Ein Kommentar vom Chefredakteur des Wochenblatts für Landwirtschaft und Landleben, Patrick Liste.
Stirbt der Bauer, stirbt das Land: Deutschland muss mehr Lebensmittel importieren, ohne Einfluss auf die Produktionsstandards. Die Kulturlandschaft ändert sich, weil Flächen verbuschen. Firmen und Handwerkern brechen Kunden weg, Arbeitsplätze verschwinden. Genau das passiert bei einem „Weiter so“.
Die Mischung aus immer schärferen Auflagen und massivem Preisdruck wirkt toxisch. Noch mehr Landwirte hören auf – finanziell gebeutelt, mental erschöpft und ohne Perspektive. Doch gelingt 2022 die Wende? Bei den Treibern Lebensmitteleinzelhandel und Politik gibt es erste Anzeichen dazu. Damit es wirklich gelingt, müssen Landwirte weiter Druck machen.
Handel: zu Mengen und Aufpreis bekennen
Dass sich der Lebensmittelhandel mit „5 x D“ zu deutschem Schweinefleisch bekennt, ist positiv – und auch ein Verdienst des Agrardialogs, der aus den Bauernprotesten entstanden ist. Jetzt muss sich der Handel aber auch konsequent zu den Mengen und zum Aufpreis bekennen. Für höhere Standards und bei massiv steigenden Kosten müssen Landwirte mehr Geld bekommen.
Aktuell zeigt sich das noch nicht: So wirbt Lidl damit, dass ein identischer Warenkorb 2021 nahezu exakt so viel kostet wie 2019 – und auch 2022 günstig bleibt.

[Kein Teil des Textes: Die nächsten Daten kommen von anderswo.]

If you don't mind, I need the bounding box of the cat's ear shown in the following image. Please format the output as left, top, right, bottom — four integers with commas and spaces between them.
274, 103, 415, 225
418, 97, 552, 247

Der Handel muss verinnerlichen, was seine Regeln bedeuten: Sie rollen sich auf die ganze Landwirtschaft aus – ganz egal, ob die Produkte im Regal, bei Großabnehmern oder im Export landen.

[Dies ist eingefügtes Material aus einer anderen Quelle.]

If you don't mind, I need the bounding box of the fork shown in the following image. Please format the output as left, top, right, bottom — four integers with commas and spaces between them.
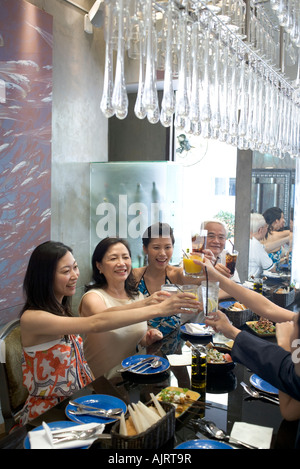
241, 381, 279, 404
52, 425, 102, 444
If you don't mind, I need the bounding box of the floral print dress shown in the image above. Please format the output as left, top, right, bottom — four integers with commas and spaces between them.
19, 335, 93, 425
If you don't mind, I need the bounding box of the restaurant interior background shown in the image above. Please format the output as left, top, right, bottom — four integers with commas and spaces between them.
0, 0, 300, 430
0, 0, 298, 324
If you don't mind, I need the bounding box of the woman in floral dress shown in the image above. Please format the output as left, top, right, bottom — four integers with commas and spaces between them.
20, 241, 199, 424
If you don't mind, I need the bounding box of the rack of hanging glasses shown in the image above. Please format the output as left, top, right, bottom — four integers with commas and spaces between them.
100, 0, 300, 157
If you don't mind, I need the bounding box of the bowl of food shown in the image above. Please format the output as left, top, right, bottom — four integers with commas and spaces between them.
219, 300, 253, 327
273, 287, 295, 308
206, 343, 235, 373
246, 318, 276, 337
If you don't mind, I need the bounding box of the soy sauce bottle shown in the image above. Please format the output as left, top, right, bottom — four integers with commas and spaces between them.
192, 345, 207, 397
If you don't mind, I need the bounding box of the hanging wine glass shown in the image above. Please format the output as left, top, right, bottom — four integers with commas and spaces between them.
134, 30, 147, 119
161, 2, 175, 118
175, 12, 190, 117
100, 2, 115, 118
143, 0, 159, 113
112, 0, 128, 119
189, 21, 200, 123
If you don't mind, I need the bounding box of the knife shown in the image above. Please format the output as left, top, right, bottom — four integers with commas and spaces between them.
118, 357, 155, 372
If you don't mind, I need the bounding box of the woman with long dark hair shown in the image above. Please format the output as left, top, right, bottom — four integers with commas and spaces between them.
79, 238, 195, 377
261, 207, 292, 264
20, 241, 194, 424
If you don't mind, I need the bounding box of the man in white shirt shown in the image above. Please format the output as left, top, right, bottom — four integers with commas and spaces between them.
248, 213, 276, 277
203, 219, 240, 299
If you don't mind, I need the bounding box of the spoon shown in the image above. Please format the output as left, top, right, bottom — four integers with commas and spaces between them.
241, 381, 279, 405
135, 360, 162, 373
205, 421, 258, 449
52, 425, 103, 444
69, 400, 114, 412
69, 409, 123, 419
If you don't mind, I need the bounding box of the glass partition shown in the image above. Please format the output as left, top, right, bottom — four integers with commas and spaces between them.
90, 161, 183, 267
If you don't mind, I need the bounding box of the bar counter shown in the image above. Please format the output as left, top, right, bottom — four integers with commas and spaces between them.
0, 316, 297, 453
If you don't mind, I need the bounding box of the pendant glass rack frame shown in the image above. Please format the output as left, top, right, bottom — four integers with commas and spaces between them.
100, 0, 300, 157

Politik: bei Prämien nachbessern
Was die Landwirte zuletzt durchstehen mussten, war furchtbar und kann so nicht weitergehen, sagte NRW-Landwirtschaftsministerin Ursula Heinen-Esser kürzlich. Eine treffende Erkenntnis. Jetzt muss das richtige politische Vorgehen daraus folgen. Die Corona-Hilfen in NRW sind ein positives Beispiel, die Agrarprämien ab 2023 nicht: Landwirte sollen mit Umwelt- und Klimaleistungen Geld verdienen, am Ende könnte es aber weniger Einkommen und weniger Umweltschutz geben.

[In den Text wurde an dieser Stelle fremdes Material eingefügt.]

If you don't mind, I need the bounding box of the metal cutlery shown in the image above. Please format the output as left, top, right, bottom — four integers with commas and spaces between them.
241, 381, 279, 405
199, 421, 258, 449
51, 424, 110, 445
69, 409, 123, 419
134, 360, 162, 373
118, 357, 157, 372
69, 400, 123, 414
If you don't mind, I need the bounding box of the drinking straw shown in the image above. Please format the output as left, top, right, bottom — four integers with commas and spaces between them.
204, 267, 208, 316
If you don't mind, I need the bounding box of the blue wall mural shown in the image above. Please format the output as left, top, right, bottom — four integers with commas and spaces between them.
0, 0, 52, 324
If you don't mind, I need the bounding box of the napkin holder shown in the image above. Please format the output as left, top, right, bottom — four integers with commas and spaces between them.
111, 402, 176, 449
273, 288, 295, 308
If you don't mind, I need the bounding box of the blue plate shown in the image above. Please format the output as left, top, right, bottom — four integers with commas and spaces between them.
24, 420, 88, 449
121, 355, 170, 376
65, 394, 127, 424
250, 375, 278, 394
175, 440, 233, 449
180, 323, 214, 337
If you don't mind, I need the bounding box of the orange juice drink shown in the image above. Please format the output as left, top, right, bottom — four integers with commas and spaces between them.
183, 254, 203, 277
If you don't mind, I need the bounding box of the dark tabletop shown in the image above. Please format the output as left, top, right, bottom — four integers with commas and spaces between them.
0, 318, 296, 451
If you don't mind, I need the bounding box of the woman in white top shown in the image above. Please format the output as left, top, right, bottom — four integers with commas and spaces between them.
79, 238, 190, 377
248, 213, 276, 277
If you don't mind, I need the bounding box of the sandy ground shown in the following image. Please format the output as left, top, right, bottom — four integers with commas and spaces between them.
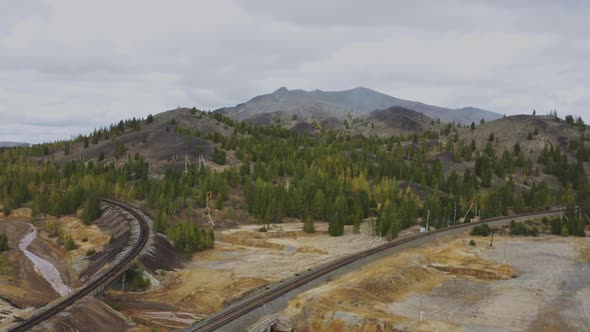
109, 222, 383, 328
280, 234, 590, 331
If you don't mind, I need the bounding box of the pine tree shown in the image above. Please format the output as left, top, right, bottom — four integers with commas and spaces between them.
303, 216, 315, 233
0, 233, 10, 252
328, 195, 348, 236
82, 193, 100, 225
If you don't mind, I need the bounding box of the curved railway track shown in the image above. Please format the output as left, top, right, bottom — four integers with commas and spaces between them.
192, 210, 560, 332
9, 198, 149, 332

Damit Landwirte wieder Vertrauen in Politik gewinnen, müssen die Ampel-Regierung im Bund und die Landesregierung in NRW bei den Prämien nachbessern. Und endlich den Zielkonflikt zwischen Tierwohl und Umweltschutz sowie die Tierwohl-Finanzierung lösen.
Berufsstand: Geschlossen auftreten
Der nötige Druck auf Handel und Politik kann nur vom Berufsstand kommen. Dafür ist Geschlossenheit nötig. Diese bröckelt aber. Verschiedene landwirtschaftliche Gruppen sind gut und wichtig. Aber bei der generellen Ausrichtung braucht es Einigkeit. Interne Zersplitterung kostet Zeit, Kraft und stärkt andere.
Aktuelles Negativ-Beispiel ist die Aufspaltung des Agrardialogs bei der Zusammenarbeit mit der Koordinationszentrale Handel-Landwirtschaft. Die Entscheider aller landwirtschaftlichen Gruppen sollten sich zusammenraufen. Zumal die Basis viel weiter ist wie die eindrucksvollen Lichterfahrten zeigten: Hier spielte es keine Rolle, aus welchem „Lager“ der Landwirt kam.